人们通常都会认为,这些人的道德品格实际上与伦理准则一点关系也没有;更不会与宗教观念有联系;最重要的是它们之间存在着消极地基本关系。他们能够取得成功主要是因为他们具备一种从传统中解脱出来的本领,也就是所谓的自由启蒙精神。但是在今天,这种情形是不存在的。宗教信仰与宗教行为之间并不存在任何关系,就算在特殊情况下会产生这种关系,也只是一种否定关系,在德国就是如此。如今,那些具有资本主义精神的人,即便对教会并不存在敌视的态度,但也是漠不关心的。他们积极向上的本性是不会被虔诚而乏味地思念天国左右。
宗教对他们而言,就好像是一种诱导他们脱离劳动的手段。他们为何会进行这种毫无意义的活动呢?为什么他们总是不满足于自己已经拥有的一切呢?他们为什么总是对所有世俗的人生观无动于衷呢?如果他们思考过这些问题的话,应该会这样回答:“为了供养子孙后代”。但是这并不是他们所独有的动机,传统主义者也具有这样的动机。所以,在大多数场合下,更简单更正确的回答是:连续不断的工作已经成为他们生活中必不可少的一部分了。也许是唯一的动机,但是,从个人幸福的观点来看,也同时表达了这种生活是多么的不合理。在现实生活中,事业才是他生存的动力,而不是因为生存才来经营事业的。

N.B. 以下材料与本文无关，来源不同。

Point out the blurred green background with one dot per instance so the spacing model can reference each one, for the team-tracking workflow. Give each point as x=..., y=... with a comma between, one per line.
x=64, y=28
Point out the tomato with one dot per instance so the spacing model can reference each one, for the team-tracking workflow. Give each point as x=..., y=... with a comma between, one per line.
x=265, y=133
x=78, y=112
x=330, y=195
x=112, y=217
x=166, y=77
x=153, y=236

当然,仅仅依靠对财富的追求,从而获得权力和声誉的欲望也在起作用。一旦整个民族都转变为向往巨额财富的时候,这种巨额数量的浪漫对那些具有诗人气质的商人就没有任何吸引力了,美国就是这样。但是一般情况下,这种观念是不会吸引那些真正的领导人的,更不会吸引那些成功的企业家们。不过,总有一部分商人喜欢倚仗世袭财产和贵族封号;他们不但会将自己的儿子送进学院、官场;还会自身的行为来掩盖自己的出身。事实上,德国在资本主义下产生的暴发户正是这些颓废思想下的产物。

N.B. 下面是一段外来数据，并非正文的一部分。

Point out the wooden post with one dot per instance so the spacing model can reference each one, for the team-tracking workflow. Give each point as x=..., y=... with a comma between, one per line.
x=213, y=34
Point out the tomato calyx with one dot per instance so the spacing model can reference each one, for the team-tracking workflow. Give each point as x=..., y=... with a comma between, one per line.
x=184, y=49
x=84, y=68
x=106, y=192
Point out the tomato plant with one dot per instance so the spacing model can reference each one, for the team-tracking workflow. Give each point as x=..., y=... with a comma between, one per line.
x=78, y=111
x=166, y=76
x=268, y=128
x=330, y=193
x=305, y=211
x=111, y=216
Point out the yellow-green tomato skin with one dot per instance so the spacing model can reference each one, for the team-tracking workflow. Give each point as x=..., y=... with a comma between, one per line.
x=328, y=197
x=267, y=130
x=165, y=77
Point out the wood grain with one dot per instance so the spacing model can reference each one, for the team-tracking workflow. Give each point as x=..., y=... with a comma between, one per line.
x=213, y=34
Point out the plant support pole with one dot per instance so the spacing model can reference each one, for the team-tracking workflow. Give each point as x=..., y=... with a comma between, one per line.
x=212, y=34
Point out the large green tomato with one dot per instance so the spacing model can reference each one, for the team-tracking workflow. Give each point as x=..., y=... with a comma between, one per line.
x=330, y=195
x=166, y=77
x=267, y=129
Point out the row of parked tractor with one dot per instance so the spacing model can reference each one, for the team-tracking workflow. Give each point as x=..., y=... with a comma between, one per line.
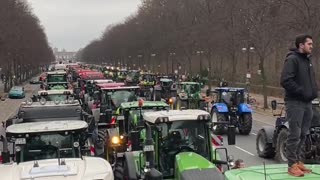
x=109, y=123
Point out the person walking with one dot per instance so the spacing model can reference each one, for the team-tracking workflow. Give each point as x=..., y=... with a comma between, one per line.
x=298, y=80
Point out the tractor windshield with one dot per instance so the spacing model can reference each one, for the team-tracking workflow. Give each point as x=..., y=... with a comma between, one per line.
x=181, y=136
x=148, y=78
x=48, y=146
x=191, y=88
x=119, y=97
x=232, y=98
x=54, y=78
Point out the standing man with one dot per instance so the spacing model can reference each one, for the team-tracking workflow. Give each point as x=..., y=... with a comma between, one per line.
x=298, y=80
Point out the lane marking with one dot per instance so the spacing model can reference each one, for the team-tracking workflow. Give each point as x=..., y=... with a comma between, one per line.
x=244, y=150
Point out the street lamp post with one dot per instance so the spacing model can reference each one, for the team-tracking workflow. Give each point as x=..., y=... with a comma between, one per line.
x=139, y=59
x=200, y=53
x=172, y=67
x=153, y=62
x=248, y=74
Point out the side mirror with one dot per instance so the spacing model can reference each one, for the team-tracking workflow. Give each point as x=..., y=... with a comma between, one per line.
x=231, y=135
x=154, y=174
x=274, y=104
x=77, y=90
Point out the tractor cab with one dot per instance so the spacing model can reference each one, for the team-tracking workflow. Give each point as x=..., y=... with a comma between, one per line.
x=51, y=150
x=54, y=95
x=176, y=144
x=129, y=118
x=122, y=75
x=132, y=78
x=165, y=89
x=108, y=100
x=230, y=106
x=189, y=96
x=56, y=80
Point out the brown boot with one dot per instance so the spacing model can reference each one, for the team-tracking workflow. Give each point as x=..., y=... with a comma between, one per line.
x=303, y=168
x=295, y=171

那些接受过文化熏陶的不断向上攀登的人,与资本主义企业家理想的类型并没有关系。在德国也会不时地出现一些具备这类思想的杰出代表。这类企业家总是会注意避免花费一些不必要的开销,他们从不自吹自擂,从不会因为自己的权力而目中无人。他们反而会为了自己的名誉感到难为情。换句话说,他们的生活方式常常具有某种禁欲的倾向(这一历史事实我们会进一步作详细的研究),在富兰克林的训诫中我们可以清晰地发现这一点。他们具备的品质比起富兰克林所提出的更为诚恳,更为高贵。实际上,这种情况经常见到,几乎已经形成一种惯例了。他们的财富除了为他们带来克尽职守这种不合理的感觉之外,再也没有任何好处。

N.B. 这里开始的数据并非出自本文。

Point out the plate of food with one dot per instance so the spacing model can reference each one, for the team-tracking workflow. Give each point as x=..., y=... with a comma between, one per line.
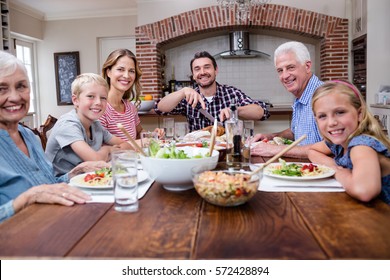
x=298, y=171
x=100, y=179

对资本主义前时期的人来说,他们是那样的难以捉摸、不可理喻;那样的面目可憎,荒诞不羁。在他们看来,人生唯一的目的就是赚钱,然后带着财富走进坟墓。而这一切只能拥“拜金欲”来解释。
个人主义的政治、法律和经济制度,具备经济秩序独有的组织形式以及总体结构形式。在这种体制下,资本主义精神就像人们说的那样,是纯粹的适应的结果。就像之前说过的那样,资本主义制度必须对赚钱这一事业献身。只有这种对待物质财富的态度才适应与这一制度;而且它对在经济斗争中求得生存有着至关重要的作用。因此,这种谋利的生活方式与任何一种单一的世界观已经没有必要的联系了。事实上,资本主义制度已经不再求助于任何宗教力量的支持了。但是,即使到了今天,我们还是能够感受到宗教仍然影响着经济;只是这种不恰当的干预已经没有任何威胁力了;反倒是国家制定的规章制度对经济产生了重要的影响。面对这种情况,人们的观点的确被商业利益和社会利益左右着。如果不能适应资本主义的生活方式,就必然会失败。然而,近代资本主义已经取得了举足轻重的地位,已经脱离了旧有支柱时代的现象。但是,除非近代资本主义与国家的强大力量联合起来,才能将中世纪经济准则中那些陈旧、迂腐的形式摧毁。我们暂且可以这样说,近代资本主义与宗教力量之间的关系大体上也就是这样。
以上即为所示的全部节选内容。